The rule of thumb to determine component execution order, is to think in terms of JSX element creation call. In our case it'll be A(B(), C(D())), Same as JS function execution order, the execution (or "render") order of components would be B, D, C, A.

But this comes with caveats:

  1. If any component bails out, e.g., D is a React.memo'ed "pure" component and its props doesn't change, then order would be B, C, A, order is maintained, but bailout component is skipped.

  2. Not-so-everyday exception like SuspenseList (experimental)

<SuspenseList> coordinates the “reveal order” of the closest <Suspense> nodes below it.

which of cause affects execution order of its children by design.

  1. In concurrent mode, because rendering can be interrupted at React's discretion, the continuity of execution order is in question.
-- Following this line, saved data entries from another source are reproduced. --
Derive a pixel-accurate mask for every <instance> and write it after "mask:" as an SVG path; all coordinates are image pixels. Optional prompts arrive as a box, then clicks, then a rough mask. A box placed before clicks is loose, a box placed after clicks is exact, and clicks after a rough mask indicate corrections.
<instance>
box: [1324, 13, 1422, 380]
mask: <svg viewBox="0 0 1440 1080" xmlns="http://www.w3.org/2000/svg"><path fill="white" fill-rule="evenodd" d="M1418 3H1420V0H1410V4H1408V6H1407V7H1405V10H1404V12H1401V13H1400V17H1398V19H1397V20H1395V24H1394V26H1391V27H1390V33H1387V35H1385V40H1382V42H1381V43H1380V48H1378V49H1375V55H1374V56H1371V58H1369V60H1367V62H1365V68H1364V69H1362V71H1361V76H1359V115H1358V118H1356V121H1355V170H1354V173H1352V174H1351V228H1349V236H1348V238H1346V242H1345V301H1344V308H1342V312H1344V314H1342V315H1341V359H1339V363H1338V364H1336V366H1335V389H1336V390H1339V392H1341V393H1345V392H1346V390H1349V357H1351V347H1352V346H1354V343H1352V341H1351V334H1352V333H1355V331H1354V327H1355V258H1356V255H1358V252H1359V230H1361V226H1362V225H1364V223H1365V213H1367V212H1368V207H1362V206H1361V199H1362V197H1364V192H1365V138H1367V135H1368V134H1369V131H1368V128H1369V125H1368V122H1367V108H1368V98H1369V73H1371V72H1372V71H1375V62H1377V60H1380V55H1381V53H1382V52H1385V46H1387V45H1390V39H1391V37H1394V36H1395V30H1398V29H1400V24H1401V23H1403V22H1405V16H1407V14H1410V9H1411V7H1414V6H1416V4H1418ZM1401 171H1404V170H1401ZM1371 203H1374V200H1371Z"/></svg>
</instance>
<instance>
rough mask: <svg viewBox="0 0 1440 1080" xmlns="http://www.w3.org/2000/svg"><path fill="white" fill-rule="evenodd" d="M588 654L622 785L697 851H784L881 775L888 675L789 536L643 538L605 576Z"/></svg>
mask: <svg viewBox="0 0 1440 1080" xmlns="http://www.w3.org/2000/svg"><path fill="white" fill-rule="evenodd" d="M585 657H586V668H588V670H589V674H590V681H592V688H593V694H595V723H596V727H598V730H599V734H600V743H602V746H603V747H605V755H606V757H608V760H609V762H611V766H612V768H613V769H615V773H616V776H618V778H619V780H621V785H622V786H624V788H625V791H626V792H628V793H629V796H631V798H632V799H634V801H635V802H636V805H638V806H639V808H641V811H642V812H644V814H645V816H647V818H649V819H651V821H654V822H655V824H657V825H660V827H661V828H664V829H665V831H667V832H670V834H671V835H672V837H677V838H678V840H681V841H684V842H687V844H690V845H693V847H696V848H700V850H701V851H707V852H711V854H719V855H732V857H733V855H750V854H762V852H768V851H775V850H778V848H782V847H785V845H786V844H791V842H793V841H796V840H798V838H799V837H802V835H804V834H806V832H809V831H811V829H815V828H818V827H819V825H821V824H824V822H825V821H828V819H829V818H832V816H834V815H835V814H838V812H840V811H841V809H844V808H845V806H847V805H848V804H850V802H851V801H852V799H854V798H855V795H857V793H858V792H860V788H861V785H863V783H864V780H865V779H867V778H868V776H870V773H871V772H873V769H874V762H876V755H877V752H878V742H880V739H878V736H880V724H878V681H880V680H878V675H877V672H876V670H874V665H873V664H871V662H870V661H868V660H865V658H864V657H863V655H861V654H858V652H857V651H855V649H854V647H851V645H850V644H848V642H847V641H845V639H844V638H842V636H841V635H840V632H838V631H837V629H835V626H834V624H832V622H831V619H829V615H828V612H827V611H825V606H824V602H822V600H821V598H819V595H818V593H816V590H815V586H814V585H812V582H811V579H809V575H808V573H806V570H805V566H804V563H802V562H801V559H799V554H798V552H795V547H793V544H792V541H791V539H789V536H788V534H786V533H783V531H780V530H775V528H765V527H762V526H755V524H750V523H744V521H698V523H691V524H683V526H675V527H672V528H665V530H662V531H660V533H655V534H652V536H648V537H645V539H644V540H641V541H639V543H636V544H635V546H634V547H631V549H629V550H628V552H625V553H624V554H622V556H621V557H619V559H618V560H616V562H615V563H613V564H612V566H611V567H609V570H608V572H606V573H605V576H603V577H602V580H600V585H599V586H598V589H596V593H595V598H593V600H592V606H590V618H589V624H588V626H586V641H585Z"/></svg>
Sth like B, D, B, D, C, A could happen. (That said, useEffect seems unaffected AFAICT cus it's invoked in commit phase)

9 Comments

I will add minor thing if it will affect your answer, see my last edit on the question, I was more interested in the order of useEffects, not the order of element rendering. Even if I know order of element calls in theory their useEffect order maybe different I suppose. I hinted in the title and also in the last section, that I was interested in effect order, but now I see some people could have read it a bit differently.
No it doesn't affect my answer. I intentionally broaden the scope a bit, useEffect order is practically same as component execution order (except caveat #3 as I've pointed out). Still caveat #1 should be a good enough case to talk you out, no?
Anyways, why don't you share the concrete use case that you want to implement with useEffect. If you just want something be done FIRST in <App /> you could simply use useMemo(() => { /* do stuff */ }, []) which will run before any children's useEffect.
Yeah I know it wouldn't largely affect your answer just mentioned it. Now that you mention concurrent mode, actually can't it happen that B rendering gets interrupted, then D and C get commited, and then B gets commited, hence the useEffect order would also change? PS. function which you pass to useMemo wouldn't work because it should be pure based on the docs, so you can't put a side effect there.
Interruption is meant for prioritizing more important work. But what is interrupted must be resumed later, not dropped, so that the committed tree is eventually consistent to the one without interruption. So no, if B doesn’t bailout, then the order is maintained.